Mi è venuta la canzone ” à bicyclette.” leggendo il pezzo.
Ouf: un vrai bol frais dans cette journée pénible.
Segnalo qui questo mio libretto in tema, “Versi ciclabili”:
http://www.orientexpress.na.it/libro.asp?LibroID=11&AutoreID=81
“L’uomo in bicicletta può andare tre o quattro volte più svelto del pedone, consumando però un quinto dell’energia (…). La bicicletta è il perfetto traduttore per accordare l’energia metabolica dell’uomo all’impedenza della locomozione. Munito di questo strumento, l’uomo supera in efficienza non solo qualunque macchina, ma anche tutti gli altri animali (…).
Le biciclette permettono di spostarsi più velocemente senza assorbire quantità significative di spazio, energia o tempo scarseggianti. Si può impiegare meno tempoi a chilometro e tuttavia percorrere più chilometri ogni anno. Si possono godere i vantaggi delle conquiste tecnologiche senza porre indebite ipoteche sopra gli orari, le energie e lo spazio altrui. Si diventa padroni dei propri movimenti senza impedire quelli dei propri simili. Si tratta di uno strumento che crea soltanto domande che è in grado di soddisfare. Ogni incremento di velocità dei veicoli a motore determina nuove esigenze di spazio e di tempo: l’uso della biciletta ha invece in sé i propri limiti. Essa permette alla gente di creare un nuovo rapporto tra il proprio spazio e il proprio tempo, tra il proprio territorio e le pulsazioni del proprio essere, senza distruggere l’equilibrio ereditario.”
Ivan Illich, Energie et equité (trad. it.: Elogio della Bicicletta, Bollati Boringhieri collana “Incipit”, 2006 – vedasi anche l’annesso e condivisibilissimo saggetto “Per una critica delle automobili” del curatore Franco La Cecla)
Ah sì, scordavo: il testo originale è del 1973.
@plessus
meno male che ti sei emendato, stavo per dirti: stupido sarai tu!
Non commento poi l’idea, questa sì stupida, di sostituire le bici con i motorini, ti dico soltanto che visti gli aggeggi che circolano senza regola alcuna, lungo le ciclabili, contromano, sui marciapiedi, con marmitte rumorosissime, ed emissioni delle più inquinanti, beh non ti basterebbero 100 vasche o dieci kilometri al giorno in pineta, per smaltire le cosiddette tossine.

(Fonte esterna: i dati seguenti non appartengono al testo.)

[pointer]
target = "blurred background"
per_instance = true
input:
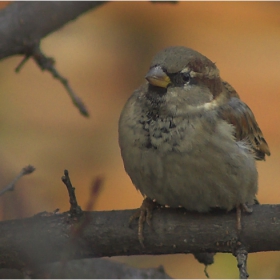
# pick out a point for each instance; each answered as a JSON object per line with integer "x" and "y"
{"x": 105, "y": 54}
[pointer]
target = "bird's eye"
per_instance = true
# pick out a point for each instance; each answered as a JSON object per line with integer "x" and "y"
{"x": 186, "y": 77}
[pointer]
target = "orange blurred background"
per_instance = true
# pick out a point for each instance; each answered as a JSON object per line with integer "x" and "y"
{"x": 105, "y": 55}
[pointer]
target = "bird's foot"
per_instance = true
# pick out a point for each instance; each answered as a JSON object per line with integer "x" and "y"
{"x": 144, "y": 214}
{"x": 239, "y": 208}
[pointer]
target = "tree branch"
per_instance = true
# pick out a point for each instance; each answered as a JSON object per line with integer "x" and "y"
{"x": 48, "y": 237}
{"x": 24, "y": 24}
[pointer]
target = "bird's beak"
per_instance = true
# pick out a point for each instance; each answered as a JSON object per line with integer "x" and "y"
{"x": 157, "y": 77}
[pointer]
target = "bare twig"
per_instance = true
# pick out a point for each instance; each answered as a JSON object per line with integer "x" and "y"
{"x": 75, "y": 209}
{"x": 241, "y": 256}
{"x": 47, "y": 63}
{"x": 25, "y": 171}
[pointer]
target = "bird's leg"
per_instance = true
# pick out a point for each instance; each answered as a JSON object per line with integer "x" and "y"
{"x": 144, "y": 214}
{"x": 239, "y": 208}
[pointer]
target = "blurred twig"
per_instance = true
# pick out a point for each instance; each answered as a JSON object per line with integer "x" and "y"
{"x": 75, "y": 209}
{"x": 47, "y": 63}
{"x": 25, "y": 171}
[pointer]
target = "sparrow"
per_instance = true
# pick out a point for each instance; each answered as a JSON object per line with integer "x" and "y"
{"x": 188, "y": 140}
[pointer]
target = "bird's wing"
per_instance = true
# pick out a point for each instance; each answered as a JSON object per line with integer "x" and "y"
{"x": 237, "y": 113}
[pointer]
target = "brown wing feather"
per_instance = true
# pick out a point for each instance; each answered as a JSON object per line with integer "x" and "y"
{"x": 240, "y": 115}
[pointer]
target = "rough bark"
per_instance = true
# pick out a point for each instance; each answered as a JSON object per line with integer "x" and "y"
{"x": 54, "y": 237}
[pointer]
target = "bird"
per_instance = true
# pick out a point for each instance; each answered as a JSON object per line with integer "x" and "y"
{"x": 188, "y": 140}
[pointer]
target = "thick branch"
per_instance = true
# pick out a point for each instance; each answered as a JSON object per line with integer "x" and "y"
{"x": 23, "y": 24}
{"x": 48, "y": 238}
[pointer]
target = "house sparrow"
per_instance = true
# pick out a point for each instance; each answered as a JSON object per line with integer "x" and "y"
{"x": 187, "y": 140}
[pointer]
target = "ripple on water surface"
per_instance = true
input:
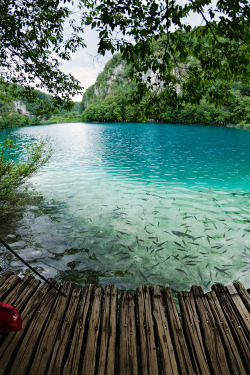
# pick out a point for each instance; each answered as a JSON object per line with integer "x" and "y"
{"x": 139, "y": 213}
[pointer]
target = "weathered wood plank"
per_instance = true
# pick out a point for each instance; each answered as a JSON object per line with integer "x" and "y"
{"x": 9, "y": 284}
{"x": 168, "y": 356}
{"x": 232, "y": 353}
{"x": 243, "y": 294}
{"x": 11, "y": 343}
{"x": 5, "y": 276}
{"x": 108, "y": 332}
{"x": 212, "y": 341}
{"x": 240, "y": 306}
{"x": 26, "y": 286}
{"x": 49, "y": 332}
{"x": 127, "y": 329}
{"x": 146, "y": 328}
{"x": 234, "y": 322}
{"x": 192, "y": 332}
{"x": 33, "y": 329}
{"x": 177, "y": 334}
{"x": 62, "y": 340}
{"x": 90, "y": 358}
{"x": 73, "y": 361}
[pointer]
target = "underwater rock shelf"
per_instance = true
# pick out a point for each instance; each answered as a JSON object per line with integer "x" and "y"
{"x": 95, "y": 331}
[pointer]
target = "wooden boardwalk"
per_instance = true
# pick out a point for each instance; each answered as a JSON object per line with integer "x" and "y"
{"x": 110, "y": 332}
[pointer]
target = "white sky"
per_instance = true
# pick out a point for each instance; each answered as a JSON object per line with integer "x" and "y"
{"x": 85, "y": 65}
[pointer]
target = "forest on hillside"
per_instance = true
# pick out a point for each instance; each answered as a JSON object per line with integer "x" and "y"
{"x": 111, "y": 99}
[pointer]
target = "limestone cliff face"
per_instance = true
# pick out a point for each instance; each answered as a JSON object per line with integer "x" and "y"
{"x": 21, "y": 108}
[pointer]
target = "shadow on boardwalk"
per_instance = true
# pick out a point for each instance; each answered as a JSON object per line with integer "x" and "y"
{"x": 110, "y": 332}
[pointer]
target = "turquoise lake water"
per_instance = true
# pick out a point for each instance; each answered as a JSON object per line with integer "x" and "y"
{"x": 137, "y": 204}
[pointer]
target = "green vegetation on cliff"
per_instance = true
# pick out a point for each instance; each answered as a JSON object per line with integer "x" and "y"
{"x": 111, "y": 98}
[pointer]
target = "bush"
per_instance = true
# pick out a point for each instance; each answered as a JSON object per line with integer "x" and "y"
{"x": 14, "y": 174}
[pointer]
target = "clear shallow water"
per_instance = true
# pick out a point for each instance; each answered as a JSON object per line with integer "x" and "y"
{"x": 139, "y": 203}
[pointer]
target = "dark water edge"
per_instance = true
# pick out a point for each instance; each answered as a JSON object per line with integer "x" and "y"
{"x": 197, "y": 234}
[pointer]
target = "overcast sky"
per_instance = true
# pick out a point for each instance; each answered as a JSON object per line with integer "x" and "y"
{"x": 85, "y": 65}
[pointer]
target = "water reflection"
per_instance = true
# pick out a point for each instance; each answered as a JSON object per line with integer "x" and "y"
{"x": 118, "y": 207}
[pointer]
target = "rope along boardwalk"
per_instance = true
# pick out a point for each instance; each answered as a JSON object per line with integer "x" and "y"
{"x": 95, "y": 331}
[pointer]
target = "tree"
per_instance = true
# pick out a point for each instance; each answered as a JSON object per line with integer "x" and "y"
{"x": 33, "y": 43}
{"x": 13, "y": 173}
{"x": 170, "y": 60}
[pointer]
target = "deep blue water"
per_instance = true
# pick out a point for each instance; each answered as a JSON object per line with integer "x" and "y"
{"x": 139, "y": 203}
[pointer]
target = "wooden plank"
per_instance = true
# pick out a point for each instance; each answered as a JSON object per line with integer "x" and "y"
{"x": 5, "y": 276}
{"x": 33, "y": 330}
{"x": 127, "y": 329}
{"x": 49, "y": 332}
{"x": 192, "y": 333}
{"x": 146, "y": 328}
{"x": 211, "y": 336}
{"x": 177, "y": 334}
{"x": 233, "y": 318}
{"x": 243, "y": 294}
{"x": 72, "y": 364}
{"x": 168, "y": 356}
{"x": 9, "y": 284}
{"x": 108, "y": 332}
{"x": 61, "y": 345}
{"x": 22, "y": 289}
{"x": 240, "y": 306}
{"x": 12, "y": 341}
{"x": 231, "y": 349}
{"x": 90, "y": 358}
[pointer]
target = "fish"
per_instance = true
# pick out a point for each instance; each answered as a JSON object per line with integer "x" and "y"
{"x": 180, "y": 270}
{"x": 161, "y": 248}
{"x": 182, "y": 234}
{"x": 177, "y": 243}
{"x": 162, "y": 243}
{"x": 221, "y": 270}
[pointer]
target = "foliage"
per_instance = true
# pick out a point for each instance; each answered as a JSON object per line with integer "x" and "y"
{"x": 165, "y": 52}
{"x": 33, "y": 44}
{"x": 118, "y": 105}
{"x": 14, "y": 173}
{"x": 10, "y": 118}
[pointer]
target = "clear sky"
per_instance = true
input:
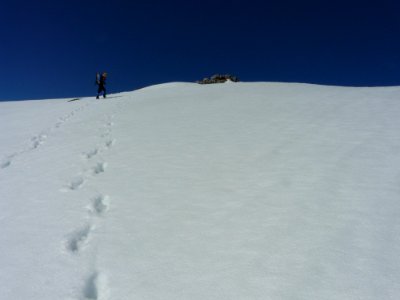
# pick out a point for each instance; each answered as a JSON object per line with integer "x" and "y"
{"x": 52, "y": 49}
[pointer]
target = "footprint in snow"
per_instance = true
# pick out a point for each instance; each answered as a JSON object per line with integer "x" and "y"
{"x": 109, "y": 143}
{"x": 99, "y": 168}
{"x": 76, "y": 183}
{"x": 79, "y": 239}
{"x": 38, "y": 140}
{"x": 100, "y": 204}
{"x": 91, "y": 153}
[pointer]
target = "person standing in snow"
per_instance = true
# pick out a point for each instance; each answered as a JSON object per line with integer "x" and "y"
{"x": 101, "y": 82}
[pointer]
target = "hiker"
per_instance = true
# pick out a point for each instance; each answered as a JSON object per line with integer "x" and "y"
{"x": 101, "y": 82}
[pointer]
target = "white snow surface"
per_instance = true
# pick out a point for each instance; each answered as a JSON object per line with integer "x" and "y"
{"x": 186, "y": 191}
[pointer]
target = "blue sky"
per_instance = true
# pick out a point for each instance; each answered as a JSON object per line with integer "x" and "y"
{"x": 52, "y": 49}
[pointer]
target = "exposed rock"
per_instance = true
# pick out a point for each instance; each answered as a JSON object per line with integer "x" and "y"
{"x": 218, "y": 78}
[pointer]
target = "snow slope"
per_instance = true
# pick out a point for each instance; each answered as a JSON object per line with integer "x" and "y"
{"x": 182, "y": 191}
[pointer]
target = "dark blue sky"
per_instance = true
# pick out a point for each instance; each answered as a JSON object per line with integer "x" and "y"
{"x": 54, "y": 48}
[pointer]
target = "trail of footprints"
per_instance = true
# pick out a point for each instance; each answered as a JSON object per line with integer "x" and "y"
{"x": 36, "y": 141}
{"x": 95, "y": 287}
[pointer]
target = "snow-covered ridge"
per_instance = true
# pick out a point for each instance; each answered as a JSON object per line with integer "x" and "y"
{"x": 182, "y": 191}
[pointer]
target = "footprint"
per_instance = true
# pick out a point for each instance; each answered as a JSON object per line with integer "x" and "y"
{"x": 96, "y": 287}
{"x": 110, "y": 143}
{"x": 99, "y": 168}
{"x": 100, "y": 204}
{"x": 76, "y": 183}
{"x": 91, "y": 153}
{"x": 79, "y": 239}
{"x": 38, "y": 140}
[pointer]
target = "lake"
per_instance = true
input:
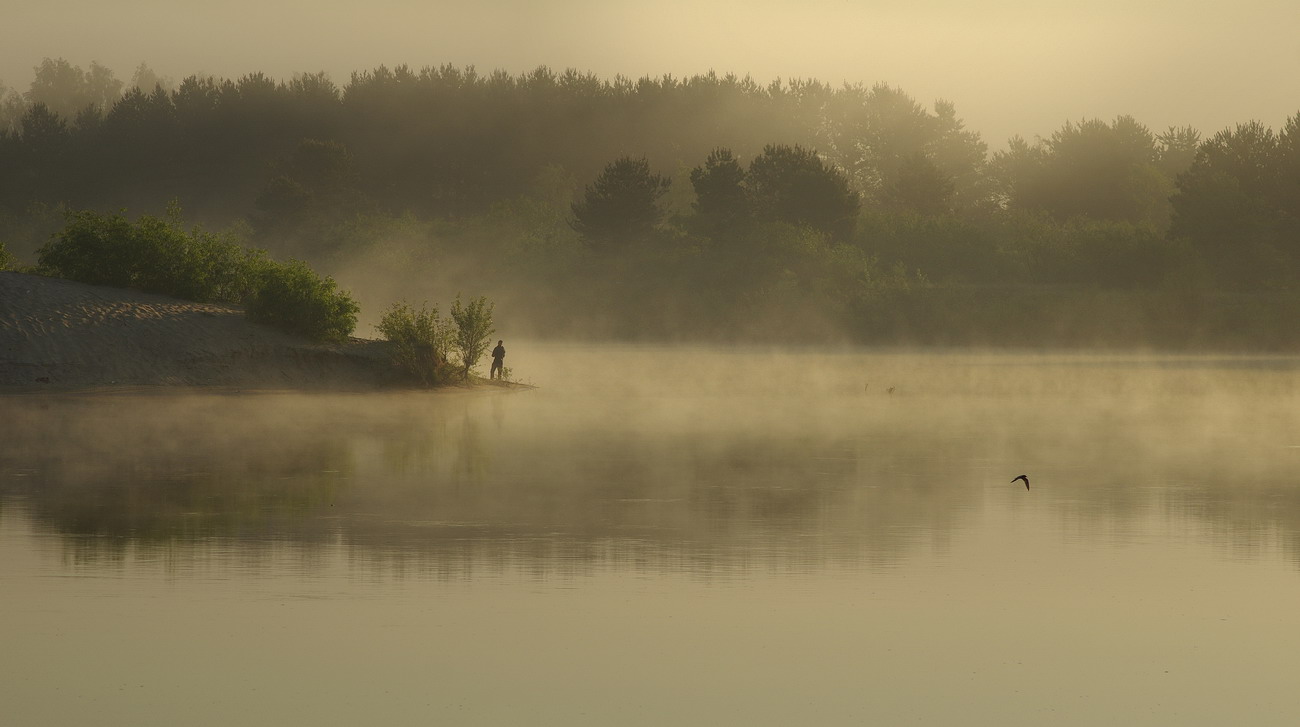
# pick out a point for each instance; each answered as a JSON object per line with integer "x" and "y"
{"x": 666, "y": 536}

Senza contare che pur facendo danni ne possono subire anche di peggiori visto il mare di automobili in cui si muovono.
Nella città in cui vivo ci sono centinaia di migliaia di motorini,
che la rendono caotica , puzzolente, rumorosa e più pericolosa e credo, nella maggioranza dei casi, per pochissimi kilometri che potrebbero essere fatti tranquillamente in bici. Non credo che quei ragazzotti scalmanati che sfrecciano in motorino temano molto il lieve afrore che le pedalate darebbero loro. Naturalmente parlo di distanze piccole o medie.
La bicicletta è uno strumento favoloso e se fosse usata di più le nostre città sarebbero più belle, più pulite e meno rumorose.
R.
bello questo articolo. Mi ha fatto venire in mente la mia prima bicicletta, una “Bianchi 20” (anche se io avevo chiesto quella un po’ più grande) quando avevo 9 anni. Era blu ed era tutta mia, trovata sotto l’albero di Natale. Uno dei regali più belli che abbia mai ricevuto. Già da allora significava “libertà”. In casa avevamo una bici ciascuno (io e i miei fratelli) e bici di tutte le misure per tutte le età, da quella piccolissima con le ruote di cuoio, a cui le rotelle venivano aggiunte e tolte continuamente, a quella da corsa dei miei fratelli grandi, e anche una bici da cross.
Oggi sono una ciclista cittadina accanita. Solo la neve mi ferma. Ma qui in Scandinavia siamo viziati, piste ciclabili quasi ovunque e grande rispetto dai motorizzati.